We know this fact by now: Numerous political actors have voiced this demand over the last 40 years but none of them have made any attempt to realize it.

Needless to say, we owe it to President Recep Tayyip Erdoğan for achieving this transformation through civilian politics.

It was clear from the start that the referendum would be a difficult one.

The transition to a new system, especially through the ballot box, was no easy feat. Achieving that is a victory for democracy in and of itself.

This victory must be crowned with democratic reforms until the next elections, which I believe will not be moved to an earlier date.

Despite the upheavals in a globalized world and challenges arising in neighboring regions, steps that include defusing tensions in domestic politics and changing the electoral law and laws regarding political parties should be taken immediately.

Let's stop at this point and look at the implications for Turkey's political parties.The result of the referendum both sends a warning and offers a chance to all. If the ruling party and opposition parties interpret the result correctly, the system will get back on the right track soon and politics will take a new shape within a reasonable span of time.


The result is a message to the Justice and Development Party (AK Party) that it needs to reorganize itself in order to meet the demands of the social segments that it has transformed and brought into the center. Over the last 15 years, the AK Party has led an enormous transformation by carrying a substantial part of society into the center and providing essential services for new generations, and rapidly expanding city infrastructure on an unprecedented level. However, the party has failed to change its organizational structure in parallel with these advances.
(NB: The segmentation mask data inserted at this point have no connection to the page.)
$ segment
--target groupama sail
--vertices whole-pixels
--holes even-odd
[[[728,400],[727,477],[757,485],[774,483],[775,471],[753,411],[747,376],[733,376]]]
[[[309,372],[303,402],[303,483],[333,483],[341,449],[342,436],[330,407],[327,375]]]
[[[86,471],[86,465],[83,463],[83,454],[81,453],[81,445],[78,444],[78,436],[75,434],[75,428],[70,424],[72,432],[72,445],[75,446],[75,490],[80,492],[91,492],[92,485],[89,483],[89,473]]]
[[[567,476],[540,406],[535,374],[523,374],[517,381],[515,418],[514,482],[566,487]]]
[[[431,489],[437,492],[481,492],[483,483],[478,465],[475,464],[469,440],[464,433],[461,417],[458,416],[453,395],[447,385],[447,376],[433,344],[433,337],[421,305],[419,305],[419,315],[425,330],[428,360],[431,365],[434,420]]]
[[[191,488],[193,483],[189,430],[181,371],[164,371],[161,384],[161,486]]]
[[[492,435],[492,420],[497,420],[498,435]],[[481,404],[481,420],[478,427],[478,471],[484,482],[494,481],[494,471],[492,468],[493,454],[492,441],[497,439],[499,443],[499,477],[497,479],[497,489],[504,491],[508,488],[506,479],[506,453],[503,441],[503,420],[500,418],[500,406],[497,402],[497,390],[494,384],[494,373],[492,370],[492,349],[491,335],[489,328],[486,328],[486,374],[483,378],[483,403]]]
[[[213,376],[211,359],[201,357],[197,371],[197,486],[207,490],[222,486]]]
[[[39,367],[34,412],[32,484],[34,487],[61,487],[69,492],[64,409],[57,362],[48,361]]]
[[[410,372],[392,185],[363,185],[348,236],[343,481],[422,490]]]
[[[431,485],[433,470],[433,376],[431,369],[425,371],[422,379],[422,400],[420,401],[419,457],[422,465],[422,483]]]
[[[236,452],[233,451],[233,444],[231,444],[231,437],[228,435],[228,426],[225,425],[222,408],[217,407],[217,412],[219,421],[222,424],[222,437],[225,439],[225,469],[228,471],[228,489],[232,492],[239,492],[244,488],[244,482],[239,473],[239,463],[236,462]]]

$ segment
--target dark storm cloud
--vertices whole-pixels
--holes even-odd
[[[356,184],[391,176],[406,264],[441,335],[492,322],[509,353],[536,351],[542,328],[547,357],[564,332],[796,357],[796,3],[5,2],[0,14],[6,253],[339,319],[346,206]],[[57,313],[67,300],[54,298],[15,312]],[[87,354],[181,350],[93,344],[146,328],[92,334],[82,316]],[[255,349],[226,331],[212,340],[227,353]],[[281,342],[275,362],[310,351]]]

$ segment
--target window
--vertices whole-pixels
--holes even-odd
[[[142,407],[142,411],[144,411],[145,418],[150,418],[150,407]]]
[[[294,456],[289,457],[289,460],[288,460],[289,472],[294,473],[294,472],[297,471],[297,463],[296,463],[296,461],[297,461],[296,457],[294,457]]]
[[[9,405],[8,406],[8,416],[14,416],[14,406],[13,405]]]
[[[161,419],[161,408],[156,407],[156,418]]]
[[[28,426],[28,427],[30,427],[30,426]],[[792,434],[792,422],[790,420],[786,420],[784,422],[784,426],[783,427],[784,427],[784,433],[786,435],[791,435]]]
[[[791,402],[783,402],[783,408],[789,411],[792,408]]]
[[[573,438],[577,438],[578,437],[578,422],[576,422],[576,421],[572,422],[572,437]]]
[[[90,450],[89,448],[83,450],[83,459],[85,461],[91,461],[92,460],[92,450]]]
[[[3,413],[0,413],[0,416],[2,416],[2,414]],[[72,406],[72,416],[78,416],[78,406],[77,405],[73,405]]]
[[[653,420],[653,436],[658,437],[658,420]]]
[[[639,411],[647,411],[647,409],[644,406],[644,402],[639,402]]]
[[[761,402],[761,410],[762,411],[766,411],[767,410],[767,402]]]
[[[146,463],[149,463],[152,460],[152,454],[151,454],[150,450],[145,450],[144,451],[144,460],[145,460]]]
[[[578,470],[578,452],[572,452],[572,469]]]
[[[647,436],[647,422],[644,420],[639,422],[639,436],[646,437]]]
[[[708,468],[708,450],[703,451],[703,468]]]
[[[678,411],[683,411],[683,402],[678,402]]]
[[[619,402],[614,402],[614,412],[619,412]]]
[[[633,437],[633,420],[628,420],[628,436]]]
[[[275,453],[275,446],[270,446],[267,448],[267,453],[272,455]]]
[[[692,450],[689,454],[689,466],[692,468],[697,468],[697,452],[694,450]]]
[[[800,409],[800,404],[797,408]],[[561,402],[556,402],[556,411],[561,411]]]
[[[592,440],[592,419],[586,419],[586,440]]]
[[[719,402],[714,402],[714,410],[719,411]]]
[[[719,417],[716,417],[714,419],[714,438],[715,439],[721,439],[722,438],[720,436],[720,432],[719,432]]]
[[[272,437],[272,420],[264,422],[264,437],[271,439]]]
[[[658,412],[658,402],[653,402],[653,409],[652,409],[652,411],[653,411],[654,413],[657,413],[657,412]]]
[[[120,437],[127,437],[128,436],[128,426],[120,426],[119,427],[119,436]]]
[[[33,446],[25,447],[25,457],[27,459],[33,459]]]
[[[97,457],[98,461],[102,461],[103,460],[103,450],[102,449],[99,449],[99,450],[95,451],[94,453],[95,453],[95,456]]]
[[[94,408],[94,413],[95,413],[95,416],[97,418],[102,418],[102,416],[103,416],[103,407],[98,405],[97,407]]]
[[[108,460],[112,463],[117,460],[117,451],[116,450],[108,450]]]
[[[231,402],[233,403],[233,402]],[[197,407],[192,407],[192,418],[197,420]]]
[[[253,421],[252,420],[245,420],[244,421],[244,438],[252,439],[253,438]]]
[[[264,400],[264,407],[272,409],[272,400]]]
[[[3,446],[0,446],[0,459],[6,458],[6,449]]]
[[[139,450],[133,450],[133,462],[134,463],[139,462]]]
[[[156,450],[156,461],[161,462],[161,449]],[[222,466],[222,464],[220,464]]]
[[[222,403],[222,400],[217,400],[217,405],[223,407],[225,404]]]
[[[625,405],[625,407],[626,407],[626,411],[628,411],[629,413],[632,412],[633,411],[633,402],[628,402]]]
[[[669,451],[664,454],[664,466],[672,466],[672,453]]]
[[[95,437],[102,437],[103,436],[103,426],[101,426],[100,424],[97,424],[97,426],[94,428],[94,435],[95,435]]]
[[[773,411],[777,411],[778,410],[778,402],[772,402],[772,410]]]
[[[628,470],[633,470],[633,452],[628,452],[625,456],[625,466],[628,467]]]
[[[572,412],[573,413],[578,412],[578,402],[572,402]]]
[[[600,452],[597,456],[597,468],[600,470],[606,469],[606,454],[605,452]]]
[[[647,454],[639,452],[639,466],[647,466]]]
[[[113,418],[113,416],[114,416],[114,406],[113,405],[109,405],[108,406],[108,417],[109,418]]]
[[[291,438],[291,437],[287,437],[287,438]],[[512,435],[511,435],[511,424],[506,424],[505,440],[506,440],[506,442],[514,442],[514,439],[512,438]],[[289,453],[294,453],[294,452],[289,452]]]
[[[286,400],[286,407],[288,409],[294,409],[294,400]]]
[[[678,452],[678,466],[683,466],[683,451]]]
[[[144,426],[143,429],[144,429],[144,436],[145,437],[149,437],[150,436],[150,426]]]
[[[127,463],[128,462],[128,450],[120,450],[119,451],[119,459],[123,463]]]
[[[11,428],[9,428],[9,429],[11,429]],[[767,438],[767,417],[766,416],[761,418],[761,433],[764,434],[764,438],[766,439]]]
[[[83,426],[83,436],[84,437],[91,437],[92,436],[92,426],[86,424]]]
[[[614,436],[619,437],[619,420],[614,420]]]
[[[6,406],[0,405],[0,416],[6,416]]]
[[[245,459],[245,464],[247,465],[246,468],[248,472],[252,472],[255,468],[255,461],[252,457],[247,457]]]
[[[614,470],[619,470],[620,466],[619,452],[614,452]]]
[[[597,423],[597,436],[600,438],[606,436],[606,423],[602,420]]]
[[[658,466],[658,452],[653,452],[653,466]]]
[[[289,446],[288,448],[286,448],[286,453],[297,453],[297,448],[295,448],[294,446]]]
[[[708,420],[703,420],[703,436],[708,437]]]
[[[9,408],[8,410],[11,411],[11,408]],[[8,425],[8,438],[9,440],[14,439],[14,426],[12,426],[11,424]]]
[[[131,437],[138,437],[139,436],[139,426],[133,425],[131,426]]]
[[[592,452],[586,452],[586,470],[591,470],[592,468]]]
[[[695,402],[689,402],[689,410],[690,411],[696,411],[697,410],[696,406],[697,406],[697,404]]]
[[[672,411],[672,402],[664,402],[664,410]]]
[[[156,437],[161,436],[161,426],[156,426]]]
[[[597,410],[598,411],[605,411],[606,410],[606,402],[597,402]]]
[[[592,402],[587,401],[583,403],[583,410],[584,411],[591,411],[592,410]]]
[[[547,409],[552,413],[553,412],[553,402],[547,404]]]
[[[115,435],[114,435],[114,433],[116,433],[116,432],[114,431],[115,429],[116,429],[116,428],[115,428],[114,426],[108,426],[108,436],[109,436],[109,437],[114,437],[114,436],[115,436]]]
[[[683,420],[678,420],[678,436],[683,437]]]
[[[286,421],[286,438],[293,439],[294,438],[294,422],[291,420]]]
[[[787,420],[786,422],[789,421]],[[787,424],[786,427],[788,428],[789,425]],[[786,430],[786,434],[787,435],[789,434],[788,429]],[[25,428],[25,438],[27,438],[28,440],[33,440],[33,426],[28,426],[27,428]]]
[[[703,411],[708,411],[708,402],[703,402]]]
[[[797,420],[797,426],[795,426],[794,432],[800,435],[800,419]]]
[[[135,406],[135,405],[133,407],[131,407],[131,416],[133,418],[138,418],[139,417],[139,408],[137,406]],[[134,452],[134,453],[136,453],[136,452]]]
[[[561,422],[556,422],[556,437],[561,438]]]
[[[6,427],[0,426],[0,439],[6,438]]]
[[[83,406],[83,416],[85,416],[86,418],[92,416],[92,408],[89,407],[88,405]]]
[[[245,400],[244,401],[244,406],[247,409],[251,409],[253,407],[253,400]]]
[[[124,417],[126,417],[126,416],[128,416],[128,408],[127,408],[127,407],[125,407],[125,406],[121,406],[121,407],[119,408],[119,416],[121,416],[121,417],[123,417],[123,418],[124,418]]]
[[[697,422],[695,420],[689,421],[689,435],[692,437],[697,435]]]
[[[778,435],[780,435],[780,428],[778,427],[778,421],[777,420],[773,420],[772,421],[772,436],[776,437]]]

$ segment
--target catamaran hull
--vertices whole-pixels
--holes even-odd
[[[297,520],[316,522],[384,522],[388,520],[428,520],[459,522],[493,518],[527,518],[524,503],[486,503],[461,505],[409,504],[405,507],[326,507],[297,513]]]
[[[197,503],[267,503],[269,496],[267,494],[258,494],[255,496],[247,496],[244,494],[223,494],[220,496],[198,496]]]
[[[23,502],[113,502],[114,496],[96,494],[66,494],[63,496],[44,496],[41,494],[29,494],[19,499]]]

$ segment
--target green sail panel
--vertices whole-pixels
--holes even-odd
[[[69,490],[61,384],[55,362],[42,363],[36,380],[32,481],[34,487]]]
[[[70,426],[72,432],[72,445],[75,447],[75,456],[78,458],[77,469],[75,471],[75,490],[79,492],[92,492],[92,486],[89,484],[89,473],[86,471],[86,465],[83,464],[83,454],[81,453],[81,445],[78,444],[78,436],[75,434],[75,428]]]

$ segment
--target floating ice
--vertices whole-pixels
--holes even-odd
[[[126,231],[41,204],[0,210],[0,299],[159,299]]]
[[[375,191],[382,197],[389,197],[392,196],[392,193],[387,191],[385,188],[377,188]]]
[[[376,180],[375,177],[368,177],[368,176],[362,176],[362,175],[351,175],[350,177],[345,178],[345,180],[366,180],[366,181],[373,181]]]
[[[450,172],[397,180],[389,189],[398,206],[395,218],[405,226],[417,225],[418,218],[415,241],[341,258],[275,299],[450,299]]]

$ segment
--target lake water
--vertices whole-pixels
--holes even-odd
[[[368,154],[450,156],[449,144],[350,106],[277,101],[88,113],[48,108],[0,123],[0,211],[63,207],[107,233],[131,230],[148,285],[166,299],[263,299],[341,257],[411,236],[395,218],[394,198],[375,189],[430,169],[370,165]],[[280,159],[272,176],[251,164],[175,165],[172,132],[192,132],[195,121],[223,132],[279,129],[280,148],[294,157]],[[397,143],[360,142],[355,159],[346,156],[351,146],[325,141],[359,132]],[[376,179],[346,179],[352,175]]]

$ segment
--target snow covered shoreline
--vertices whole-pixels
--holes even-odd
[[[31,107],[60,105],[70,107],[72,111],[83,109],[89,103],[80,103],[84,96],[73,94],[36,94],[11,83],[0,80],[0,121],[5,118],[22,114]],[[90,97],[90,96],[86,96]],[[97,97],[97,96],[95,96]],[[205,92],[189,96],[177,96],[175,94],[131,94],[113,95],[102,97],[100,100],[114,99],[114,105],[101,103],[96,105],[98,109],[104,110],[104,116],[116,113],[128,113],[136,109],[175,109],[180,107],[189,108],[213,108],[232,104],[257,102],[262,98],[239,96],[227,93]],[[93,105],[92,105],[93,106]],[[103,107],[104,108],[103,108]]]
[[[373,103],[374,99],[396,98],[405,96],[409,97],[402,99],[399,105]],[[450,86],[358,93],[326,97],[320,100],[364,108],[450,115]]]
The AK Party needs new political discourse, a fresh spirit, revitalized cadres and a new type of organization. Its vote share in big cities, particularly in Istanbul, makes this need clear.

Perhaps, first of all the growing, changing and advancing "urban sociologies" should be discussed in detail.

For it's impossible with the old structure to say new things and keep up with the changes.


The result of the referendum sends the biggest warning to the Republican People's Party (CHP) while also offering a new chance, too. The warning suggests that the CHP cannot move forward with its traditional method of doing politics "as usual" without producing policies, a method it has followed so far and used during the referendum campaign as well.

The people have not paid attention to the CHP's arguments despite all the external support it got, its shady alliances and threats, reminding it once again that it is a party that supports the status quo. At this point, the following truth became apparent: The real problem during the AK Party rule has been the absence of a genuinely democratic opposition. The CHP has become confined to coastal regions and is unable to produce policies that touch the lives of different social segments. That's what polarizes politics. Despite this fact, there is that 48.6-percent "no" vote, which promises the CHP an opportunity to "come to power" in the future.

The answer is sought by all but the fact that the CHP initiated a debate on the "legitimacy" of the referendum from day one indicates that it is unlikely to achieve a desirable result.

It seems that a political crisis in the CHP after the referendum, as I previously said before the referendum, should come as no surprise.